Each year, we notice their anniversaries. Eleven years after 9/11, much of the currency around the discussion of the remembrance focused on the choice of major US newspapers to no longer carry the anniversary as front page news. Ten years on from the Bali Bombings, the event was carried with significance.
The London Bombings perhaps though, held the most currency looking back from 2012. Occurring the day after the announcement the 2012 Olympics would be held in London, the two events would be inextricably linked.
Simon Stephens wrote Pornography in the aftermath of the bombings, in a city which was very much in repair and recovery. His work distills the event down into stories of a handful of people in the week leading up to the event, at the same time almost makes a point of the fact that this bombing was just one day in the lives of people which are frequently full, and complicated, and messy.

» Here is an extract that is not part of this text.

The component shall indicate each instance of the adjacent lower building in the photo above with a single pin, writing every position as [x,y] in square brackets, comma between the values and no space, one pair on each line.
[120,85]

The impact of the bombings, the immediacy of the event, the knowledge that these characters lives will now forever be tied up in a narrative of what occurred that day is at the forefront throughout Pornography. Directing the work for the State Theatre Company, Daniel Clarke holds tension throughout the work: relief in humour is short lived, as audience members we are privileged in knowing where the work is taking us. Jason Sweeney’s composition, too, weaved throughout the production, holds the audience on teter-edge.
And yet, the bombing is almost the least important part of the work and the stories. While these characters stories culminate in this event, more pertinently Stephens writes about a fractured England.